Ao longo de 40 anos, os árabes comuns lidaram com Gaddafi como se lida com uma triste realidade da qual ninguém conseguiu livrar-se e que ninguém conseguiu mudar. Gaddafi passou por quatro reis sauditas, três presidentes sírios e três presidentes egípcios, além de cinco secretários-gerais da Liga Árabe. Sobreviveu a oito presidentes dos EUA, em vários casos, a dois mandatos, e a cinco presidentes da França.
Muitas vezes vangloriou-se de ser o “rei dos reis do Norte da África” e “o mais antigo dos reis e presidentes árabes”. Os líderes árabes jamais se orgulharam muito dele, por causa do comportamento excêntrico, mas tampouco o desafiaram, por ter sido protegido de Nasser.
Gaddafi aprendeu, à tenra idade de 27 anos, que podia fazer praticamente o que bem entendesse no mundo árabe – e nada lhe aconteceria. Nada jamais o perturbou: nenhum escândalo, nenhuma culpa por assassinatos ou crimes, qualquer embaraço por fracassos na liderança.
Tudo isso explica por que o “rei dos reis” nem piscou ao mandar atirar contra manifestantes em Benghazi e Trípoli nas duas últimas semanas, acrescentando mais quase 300 à sua lista de cidadãos líbios mortos. Contratou tribos africanas para atacar líbios, atirou de aviões contra manifestantes desarmados, contaminou a água em Benghazi e cortou todo o fornecimento de combustível, para impedir que seus opositores viajassem entre cidades líbias. Foi Gaddafi sendo Gaddafi, até algum, talvez próximo, ou aparente fim.
O terrível Gaddafi, que gosta de ser chamado de “Irmão Muammar”, disse claramente, através do filho Seif al-Islam, que não renunciará porque, se o fizer, “o imperialismo ocidental” voltará à Líbia. Lutará até o último homem, até a última mulher, e ficará no poder até que desça a cortina do último ato.
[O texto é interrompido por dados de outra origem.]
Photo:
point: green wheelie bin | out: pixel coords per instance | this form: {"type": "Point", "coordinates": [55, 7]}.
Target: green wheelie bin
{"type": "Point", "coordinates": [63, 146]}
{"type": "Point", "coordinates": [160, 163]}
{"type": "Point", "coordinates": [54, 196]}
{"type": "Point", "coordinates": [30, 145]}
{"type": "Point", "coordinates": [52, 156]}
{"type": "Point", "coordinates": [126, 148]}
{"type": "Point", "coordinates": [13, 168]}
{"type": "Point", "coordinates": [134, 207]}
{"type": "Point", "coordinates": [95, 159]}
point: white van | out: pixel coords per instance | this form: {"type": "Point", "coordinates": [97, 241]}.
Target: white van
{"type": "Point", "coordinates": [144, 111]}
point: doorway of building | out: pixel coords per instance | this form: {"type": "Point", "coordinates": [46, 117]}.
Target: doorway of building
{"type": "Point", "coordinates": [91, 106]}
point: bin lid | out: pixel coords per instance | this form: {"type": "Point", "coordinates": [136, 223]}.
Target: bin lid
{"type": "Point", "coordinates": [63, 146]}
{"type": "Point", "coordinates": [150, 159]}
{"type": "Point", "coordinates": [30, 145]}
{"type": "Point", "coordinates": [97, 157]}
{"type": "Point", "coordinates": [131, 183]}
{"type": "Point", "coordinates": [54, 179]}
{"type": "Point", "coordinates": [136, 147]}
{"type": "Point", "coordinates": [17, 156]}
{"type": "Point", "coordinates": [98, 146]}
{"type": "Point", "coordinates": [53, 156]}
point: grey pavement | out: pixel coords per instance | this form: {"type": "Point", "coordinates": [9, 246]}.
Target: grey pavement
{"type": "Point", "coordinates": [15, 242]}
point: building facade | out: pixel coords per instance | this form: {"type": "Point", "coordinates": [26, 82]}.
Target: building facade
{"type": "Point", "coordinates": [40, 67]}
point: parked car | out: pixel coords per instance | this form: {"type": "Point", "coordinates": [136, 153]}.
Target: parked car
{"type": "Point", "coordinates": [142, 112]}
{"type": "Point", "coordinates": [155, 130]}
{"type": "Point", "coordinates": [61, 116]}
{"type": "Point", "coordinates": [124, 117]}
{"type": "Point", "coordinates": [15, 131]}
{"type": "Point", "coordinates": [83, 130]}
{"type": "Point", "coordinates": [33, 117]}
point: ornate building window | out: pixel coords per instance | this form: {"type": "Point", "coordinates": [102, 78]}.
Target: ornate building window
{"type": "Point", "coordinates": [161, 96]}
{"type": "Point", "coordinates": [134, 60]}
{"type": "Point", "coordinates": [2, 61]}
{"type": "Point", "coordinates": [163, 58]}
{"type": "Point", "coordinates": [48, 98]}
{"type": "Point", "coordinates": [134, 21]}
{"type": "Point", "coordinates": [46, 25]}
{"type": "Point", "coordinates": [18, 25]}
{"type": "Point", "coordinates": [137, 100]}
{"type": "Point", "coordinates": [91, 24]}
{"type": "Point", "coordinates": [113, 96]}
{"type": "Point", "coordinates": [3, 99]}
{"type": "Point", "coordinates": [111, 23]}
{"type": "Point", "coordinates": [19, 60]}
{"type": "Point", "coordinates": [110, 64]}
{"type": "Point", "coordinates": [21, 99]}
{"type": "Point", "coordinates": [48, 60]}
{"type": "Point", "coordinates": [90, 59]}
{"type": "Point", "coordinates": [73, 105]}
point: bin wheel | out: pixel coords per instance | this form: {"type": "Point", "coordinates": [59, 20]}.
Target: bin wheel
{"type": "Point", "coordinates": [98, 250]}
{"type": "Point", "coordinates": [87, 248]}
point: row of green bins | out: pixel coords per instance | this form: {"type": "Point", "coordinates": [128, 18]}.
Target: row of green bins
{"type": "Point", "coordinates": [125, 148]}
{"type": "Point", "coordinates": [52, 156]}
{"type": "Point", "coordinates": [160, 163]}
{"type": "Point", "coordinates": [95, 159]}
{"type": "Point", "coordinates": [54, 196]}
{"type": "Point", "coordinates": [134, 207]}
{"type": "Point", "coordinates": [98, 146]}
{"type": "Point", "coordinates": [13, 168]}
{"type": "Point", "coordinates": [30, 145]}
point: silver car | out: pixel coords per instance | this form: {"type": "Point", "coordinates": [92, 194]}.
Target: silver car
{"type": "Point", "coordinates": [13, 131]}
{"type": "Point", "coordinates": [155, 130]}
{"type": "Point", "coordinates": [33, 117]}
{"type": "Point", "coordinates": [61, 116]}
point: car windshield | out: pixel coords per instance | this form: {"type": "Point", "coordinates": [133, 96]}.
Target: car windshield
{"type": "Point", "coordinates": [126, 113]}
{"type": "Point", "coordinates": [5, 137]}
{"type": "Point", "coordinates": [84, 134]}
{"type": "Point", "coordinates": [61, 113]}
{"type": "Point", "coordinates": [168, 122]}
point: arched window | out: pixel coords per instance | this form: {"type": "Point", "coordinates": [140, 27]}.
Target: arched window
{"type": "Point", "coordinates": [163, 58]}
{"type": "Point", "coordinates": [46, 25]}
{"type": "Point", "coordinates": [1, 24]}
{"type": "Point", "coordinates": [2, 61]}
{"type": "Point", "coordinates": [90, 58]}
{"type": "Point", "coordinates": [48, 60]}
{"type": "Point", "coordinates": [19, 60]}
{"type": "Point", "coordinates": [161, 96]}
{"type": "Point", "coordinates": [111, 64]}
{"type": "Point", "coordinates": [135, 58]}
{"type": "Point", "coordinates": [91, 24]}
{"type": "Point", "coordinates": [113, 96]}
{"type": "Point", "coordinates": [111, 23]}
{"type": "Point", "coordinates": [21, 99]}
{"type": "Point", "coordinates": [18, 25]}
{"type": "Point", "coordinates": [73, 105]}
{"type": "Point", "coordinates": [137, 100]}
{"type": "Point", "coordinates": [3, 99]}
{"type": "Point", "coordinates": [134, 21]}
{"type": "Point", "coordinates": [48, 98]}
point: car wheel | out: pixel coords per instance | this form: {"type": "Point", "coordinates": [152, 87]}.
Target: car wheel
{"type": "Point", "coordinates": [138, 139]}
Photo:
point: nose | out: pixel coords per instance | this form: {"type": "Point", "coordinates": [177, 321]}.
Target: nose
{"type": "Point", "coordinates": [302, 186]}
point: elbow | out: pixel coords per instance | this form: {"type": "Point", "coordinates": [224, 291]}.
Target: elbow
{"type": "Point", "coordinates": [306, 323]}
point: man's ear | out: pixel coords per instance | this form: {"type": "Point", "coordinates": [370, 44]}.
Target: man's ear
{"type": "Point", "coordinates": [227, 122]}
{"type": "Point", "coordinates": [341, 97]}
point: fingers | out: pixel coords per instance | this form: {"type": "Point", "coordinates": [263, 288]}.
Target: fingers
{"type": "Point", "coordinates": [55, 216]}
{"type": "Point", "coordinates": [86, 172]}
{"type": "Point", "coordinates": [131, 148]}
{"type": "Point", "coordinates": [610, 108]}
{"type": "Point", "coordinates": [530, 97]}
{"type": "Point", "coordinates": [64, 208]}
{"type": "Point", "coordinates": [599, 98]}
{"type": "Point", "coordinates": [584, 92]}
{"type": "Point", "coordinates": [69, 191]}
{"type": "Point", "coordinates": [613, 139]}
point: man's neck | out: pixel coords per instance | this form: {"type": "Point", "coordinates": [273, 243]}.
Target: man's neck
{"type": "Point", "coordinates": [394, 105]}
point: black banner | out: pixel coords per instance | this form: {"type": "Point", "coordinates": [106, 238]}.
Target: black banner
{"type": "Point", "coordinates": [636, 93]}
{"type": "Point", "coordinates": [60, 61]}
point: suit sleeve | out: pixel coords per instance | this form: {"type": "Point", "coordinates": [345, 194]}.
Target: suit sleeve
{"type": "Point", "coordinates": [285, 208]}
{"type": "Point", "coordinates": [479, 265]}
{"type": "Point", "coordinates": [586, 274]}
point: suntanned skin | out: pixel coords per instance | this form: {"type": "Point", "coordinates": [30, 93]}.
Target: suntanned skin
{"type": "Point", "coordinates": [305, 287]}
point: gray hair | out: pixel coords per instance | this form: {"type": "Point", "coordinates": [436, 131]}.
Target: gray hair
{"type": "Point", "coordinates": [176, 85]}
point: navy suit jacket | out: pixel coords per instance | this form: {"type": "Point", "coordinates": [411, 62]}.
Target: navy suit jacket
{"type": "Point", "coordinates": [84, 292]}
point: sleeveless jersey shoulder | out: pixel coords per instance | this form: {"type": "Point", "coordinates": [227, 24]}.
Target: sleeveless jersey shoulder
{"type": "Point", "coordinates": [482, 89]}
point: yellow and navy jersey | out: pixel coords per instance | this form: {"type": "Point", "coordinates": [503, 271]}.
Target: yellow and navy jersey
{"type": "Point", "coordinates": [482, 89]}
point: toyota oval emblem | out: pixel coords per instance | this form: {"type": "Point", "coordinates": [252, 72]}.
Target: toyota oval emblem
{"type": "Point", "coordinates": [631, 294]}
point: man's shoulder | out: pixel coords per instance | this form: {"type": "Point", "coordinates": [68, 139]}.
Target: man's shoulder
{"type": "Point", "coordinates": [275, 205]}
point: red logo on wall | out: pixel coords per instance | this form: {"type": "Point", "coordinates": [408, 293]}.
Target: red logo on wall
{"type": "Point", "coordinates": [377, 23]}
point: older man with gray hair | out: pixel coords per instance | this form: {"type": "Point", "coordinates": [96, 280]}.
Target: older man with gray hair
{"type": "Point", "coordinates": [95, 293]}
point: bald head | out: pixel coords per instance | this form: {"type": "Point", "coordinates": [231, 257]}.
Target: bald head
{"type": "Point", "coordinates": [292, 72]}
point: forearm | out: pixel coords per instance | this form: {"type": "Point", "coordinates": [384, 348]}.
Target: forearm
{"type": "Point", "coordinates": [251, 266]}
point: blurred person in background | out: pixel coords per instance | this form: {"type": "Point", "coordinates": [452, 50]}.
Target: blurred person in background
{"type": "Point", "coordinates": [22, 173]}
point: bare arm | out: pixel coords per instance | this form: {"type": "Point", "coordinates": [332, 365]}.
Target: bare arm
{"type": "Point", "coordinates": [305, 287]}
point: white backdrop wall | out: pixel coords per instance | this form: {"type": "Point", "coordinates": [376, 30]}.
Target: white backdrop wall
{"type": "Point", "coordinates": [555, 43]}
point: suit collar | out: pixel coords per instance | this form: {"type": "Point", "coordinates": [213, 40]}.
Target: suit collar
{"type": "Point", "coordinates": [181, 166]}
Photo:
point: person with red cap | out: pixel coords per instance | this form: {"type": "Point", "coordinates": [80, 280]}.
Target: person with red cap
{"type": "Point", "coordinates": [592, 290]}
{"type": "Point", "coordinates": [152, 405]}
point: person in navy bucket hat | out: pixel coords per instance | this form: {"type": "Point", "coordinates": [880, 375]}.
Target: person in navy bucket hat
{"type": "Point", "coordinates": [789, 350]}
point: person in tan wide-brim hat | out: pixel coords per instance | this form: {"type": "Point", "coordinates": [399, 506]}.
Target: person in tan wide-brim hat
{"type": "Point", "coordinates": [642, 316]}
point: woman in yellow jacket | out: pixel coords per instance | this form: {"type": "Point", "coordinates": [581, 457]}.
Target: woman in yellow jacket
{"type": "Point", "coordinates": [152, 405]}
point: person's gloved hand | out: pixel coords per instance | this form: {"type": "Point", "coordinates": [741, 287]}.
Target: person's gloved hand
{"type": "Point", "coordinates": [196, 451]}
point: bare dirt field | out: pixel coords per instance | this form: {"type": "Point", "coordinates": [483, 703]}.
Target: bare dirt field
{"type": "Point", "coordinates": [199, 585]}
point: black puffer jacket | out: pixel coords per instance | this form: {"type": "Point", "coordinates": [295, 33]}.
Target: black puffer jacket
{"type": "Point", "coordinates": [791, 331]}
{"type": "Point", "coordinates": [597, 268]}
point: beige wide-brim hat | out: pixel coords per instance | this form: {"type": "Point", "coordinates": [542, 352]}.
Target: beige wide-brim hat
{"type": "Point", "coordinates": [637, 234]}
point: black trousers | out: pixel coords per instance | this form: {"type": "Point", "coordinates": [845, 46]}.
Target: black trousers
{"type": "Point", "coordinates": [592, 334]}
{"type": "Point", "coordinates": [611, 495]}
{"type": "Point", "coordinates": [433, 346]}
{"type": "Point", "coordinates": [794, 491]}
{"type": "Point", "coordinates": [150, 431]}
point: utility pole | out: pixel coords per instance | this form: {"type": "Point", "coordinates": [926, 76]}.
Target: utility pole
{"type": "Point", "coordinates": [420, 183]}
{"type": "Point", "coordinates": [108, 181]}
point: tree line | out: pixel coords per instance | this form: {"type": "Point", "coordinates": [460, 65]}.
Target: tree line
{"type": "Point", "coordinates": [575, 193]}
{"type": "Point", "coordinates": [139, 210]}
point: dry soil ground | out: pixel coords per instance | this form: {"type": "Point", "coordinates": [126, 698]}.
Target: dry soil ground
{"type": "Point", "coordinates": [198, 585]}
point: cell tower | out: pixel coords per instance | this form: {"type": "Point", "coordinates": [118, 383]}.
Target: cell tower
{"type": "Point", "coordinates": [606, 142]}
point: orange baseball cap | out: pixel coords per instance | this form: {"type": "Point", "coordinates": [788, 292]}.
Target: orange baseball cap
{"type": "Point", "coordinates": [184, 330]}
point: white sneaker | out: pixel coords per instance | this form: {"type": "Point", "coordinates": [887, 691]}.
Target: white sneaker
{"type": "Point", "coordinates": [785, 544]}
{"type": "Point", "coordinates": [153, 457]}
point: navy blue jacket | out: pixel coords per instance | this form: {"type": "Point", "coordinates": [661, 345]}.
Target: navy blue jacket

O discurso de Seif al-Islam foi montado com palavras do dicionário do pai, rescendendo à violência, força bruta, autoridade ditatorial. Tendo aprendido as lições da Tunísia e do Egito, Gaddafi não fugirá como Zine el-Abidine Ben Ali da Tunísia, nem renunciará como Hosni Mubarak do Egito.
O “Grande Irmão Muammar” tampouco se deixará depor, quando ou se multidões líbias invadirem seu palácio em Trípoli, ou aparecer general para prendê-lo. Preferirá o suicídio, à rendição.